Disclose the effects of cryptocurrency mining NVIDIA Corporation (NVDA), a manufacturer of graphics processing units, has agreed to pay $5.5 million to resolve charges brought by the Securities and Exchange Commission (SEC), which alleged that the company misled investors by concealing the high demand for its products from cryptocurrency miners. Verifying transactions on decentralized blockchain ledgers is known as “crypto mining,” which yields rewards in bitcoin.
In a settlement agreement of $5.5 million, NVIDIA said it had misled investors by concealing the high demand for its graphics cards from bitcoin miners.
The SEC stated that NVIDIA omitted to mention that cryptocurrency mining contributed significantly to revenue growth in two consecutive quarters during its fiscal year 2018.
CONCLUSIONS AND RECOMMENDATIONS:
NVIDIA introduced the Cryptocurrency Mining Processor (CMP) line of chips in March 2021; these were developed to facilitate the mining of Ether.
Similar to the steep decline in cryptocurrency values, demand for the company’s CMP hardware has plummeted.
On Friday, May 6, the Financial Industry Regulatory Authority (FINRA) announced its charges against Santa Clara, California-based NVIDIA, alleging that the company misled investors by concealing the fact that crypto mining had contributed significantly to revenue growth in two consecutive quarters during its 2018 fiscal year from the sale of its graphics processing unit (GPUs) designed and marketed for gaming.
The gaming segment of the chip maker reported a 52% and 25% growth in revenue during the second and third quarters of that year, respectively, as compared to the corresponding quarters in the previous year.
Kristina Littman, head of the SEC Enforcement Division’s Crypto Assets and Cyber Unit, said, “NVIDIA’s disclosure violations robbed investors of crucial information to assess the company’s operations in a vital market.” She also stressed the need for timely, comprehensive, and accurate disclosures for all issuers, especially those interested in prospects utilizing new technologies.
A Custom-Built Chip for Cryptocurrency Mining:
At the height of the ’21 March cryptocurrency bull market, chipmaker NVIDIA introduced a new line of products dubbed Cryptocurrency Mining Processors (CMP), optimized for mining Ether (ETH). This digital asset fuels the Ethereum network. The company’s graphics cards are ideal for running the mining algorithms necessary to generate Ether, the cryptocurrency. The semiconductor manufacturer has also included anti-crypto mining software on its gaming graphics cards.
NVIDIA’s graphics cards were in high demand during the epidemic because people stayed home from work and school to play video games. In 2020 and early 2021, the firm had a severe shortage of graphics chips due to increased demand from cryptocurrency miners.

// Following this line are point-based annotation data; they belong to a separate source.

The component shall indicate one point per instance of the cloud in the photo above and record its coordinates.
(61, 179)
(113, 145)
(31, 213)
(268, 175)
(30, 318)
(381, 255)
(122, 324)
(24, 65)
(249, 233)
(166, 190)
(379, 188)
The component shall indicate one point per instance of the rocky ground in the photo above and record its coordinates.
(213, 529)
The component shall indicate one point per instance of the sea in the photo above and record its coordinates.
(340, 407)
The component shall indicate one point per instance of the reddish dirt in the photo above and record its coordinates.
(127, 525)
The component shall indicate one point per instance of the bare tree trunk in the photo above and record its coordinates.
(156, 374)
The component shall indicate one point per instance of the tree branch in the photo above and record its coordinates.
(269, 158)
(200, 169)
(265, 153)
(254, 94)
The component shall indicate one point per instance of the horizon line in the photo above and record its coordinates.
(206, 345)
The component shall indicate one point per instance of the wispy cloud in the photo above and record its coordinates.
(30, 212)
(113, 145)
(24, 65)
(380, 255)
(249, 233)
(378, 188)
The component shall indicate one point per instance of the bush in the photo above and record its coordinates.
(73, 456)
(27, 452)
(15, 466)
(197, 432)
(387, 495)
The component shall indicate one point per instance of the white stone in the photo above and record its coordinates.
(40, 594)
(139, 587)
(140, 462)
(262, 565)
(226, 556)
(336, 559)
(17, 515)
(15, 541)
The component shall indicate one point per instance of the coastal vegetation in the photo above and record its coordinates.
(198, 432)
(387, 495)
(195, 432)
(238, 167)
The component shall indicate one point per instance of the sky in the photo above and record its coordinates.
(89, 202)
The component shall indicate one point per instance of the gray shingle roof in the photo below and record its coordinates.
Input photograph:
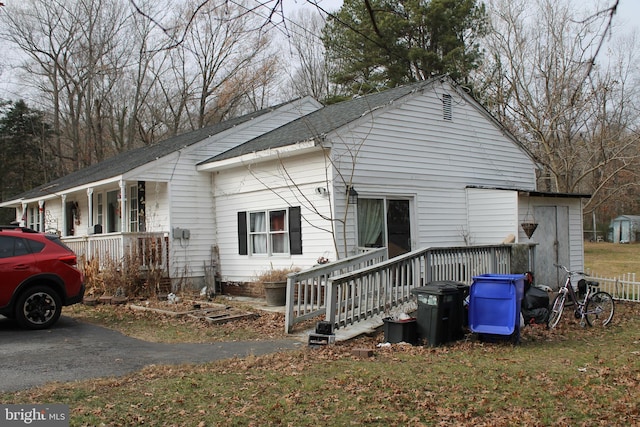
(320, 122)
(129, 160)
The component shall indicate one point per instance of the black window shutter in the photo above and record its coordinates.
(242, 233)
(295, 231)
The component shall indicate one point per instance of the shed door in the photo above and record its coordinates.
(552, 236)
(625, 232)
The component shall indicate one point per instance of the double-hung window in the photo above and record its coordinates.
(270, 232)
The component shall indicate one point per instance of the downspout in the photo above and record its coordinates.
(90, 210)
(63, 200)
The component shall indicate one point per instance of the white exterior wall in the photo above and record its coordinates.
(409, 150)
(191, 196)
(269, 185)
(492, 216)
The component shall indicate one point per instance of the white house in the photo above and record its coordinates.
(151, 198)
(411, 167)
(415, 166)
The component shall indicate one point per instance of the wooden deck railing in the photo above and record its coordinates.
(373, 290)
(149, 250)
(307, 290)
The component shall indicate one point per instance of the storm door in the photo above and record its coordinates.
(385, 222)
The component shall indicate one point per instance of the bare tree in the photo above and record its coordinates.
(311, 71)
(547, 79)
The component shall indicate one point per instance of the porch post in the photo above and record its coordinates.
(41, 215)
(63, 199)
(123, 221)
(24, 218)
(123, 207)
(90, 210)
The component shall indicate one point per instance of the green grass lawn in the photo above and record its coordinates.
(612, 259)
(569, 376)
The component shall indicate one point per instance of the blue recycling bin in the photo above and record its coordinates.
(494, 304)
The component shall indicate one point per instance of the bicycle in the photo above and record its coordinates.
(596, 308)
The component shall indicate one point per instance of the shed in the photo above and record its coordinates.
(625, 229)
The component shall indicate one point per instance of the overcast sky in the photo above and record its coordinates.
(628, 17)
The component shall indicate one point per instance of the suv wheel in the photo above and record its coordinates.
(38, 307)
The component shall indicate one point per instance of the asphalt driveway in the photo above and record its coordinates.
(73, 350)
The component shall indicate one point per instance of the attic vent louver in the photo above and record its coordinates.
(446, 106)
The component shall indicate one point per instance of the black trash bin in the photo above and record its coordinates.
(441, 312)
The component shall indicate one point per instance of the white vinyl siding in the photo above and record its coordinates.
(266, 187)
(492, 215)
(407, 149)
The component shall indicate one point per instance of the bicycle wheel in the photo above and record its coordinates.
(599, 310)
(556, 310)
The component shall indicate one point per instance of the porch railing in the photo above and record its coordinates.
(149, 250)
(307, 290)
(374, 290)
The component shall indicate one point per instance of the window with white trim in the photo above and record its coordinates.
(100, 209)
(133, 208)
(270, 232)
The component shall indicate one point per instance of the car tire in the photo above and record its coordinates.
(38, 307)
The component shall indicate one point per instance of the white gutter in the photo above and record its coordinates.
(49, 193)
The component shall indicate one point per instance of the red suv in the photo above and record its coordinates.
(38, 276)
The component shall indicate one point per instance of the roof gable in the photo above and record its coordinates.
(132, 159)
(321, 122)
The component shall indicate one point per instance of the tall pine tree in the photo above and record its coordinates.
(384, 43)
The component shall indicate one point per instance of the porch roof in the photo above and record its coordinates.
(533, 193)
(316, 125)
(119, 164)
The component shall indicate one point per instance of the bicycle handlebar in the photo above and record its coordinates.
(569, 271)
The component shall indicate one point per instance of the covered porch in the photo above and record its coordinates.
(150, 251)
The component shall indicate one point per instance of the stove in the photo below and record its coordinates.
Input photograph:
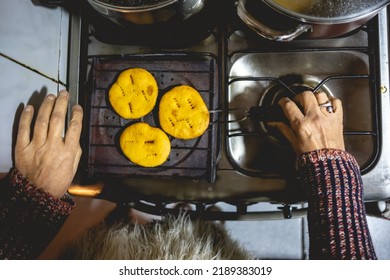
(239, 160)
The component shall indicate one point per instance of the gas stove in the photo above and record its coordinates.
(238, 161)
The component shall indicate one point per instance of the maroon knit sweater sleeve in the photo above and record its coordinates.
(337, 217)
(29, 217)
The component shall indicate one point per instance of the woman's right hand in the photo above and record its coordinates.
(312, 127)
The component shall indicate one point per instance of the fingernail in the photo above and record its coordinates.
(77, 107)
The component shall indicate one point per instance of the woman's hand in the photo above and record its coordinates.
(312, 127)
(49, 160)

Amid the crypto winter, CMP mining chips slump.
NVIDIA’s most recent quarter saw gaming contribute 45% of total revenue, although CMP chip sales fell significantly.
With the decrease in cryptocurrency values, the firm reported a 77% decline in income from crypto-mining hardware between the third and fourth quarters of 2021.
When the chip manufacturer publishes profits on May 25, investors will get the latest CMP sales figures. As of this writing, Bitcoin (BTC) and Ether have lost over 30% of their value since the beginning of the year, suggesting that conditions have remained difficult.
A Convenient Web3 Digital Wallet:
On Friday, May 6, NVIDIA stock fell 0.9%, hitting a new low not seen since last July. The stock has dropped 36.5% this year, lagging both the iShares Semiconductor ETF (SOXX) and the tech-heavy Nasdaq by about 12% and 14%, respectively.
The author did not own any of the securities above at the time of writing.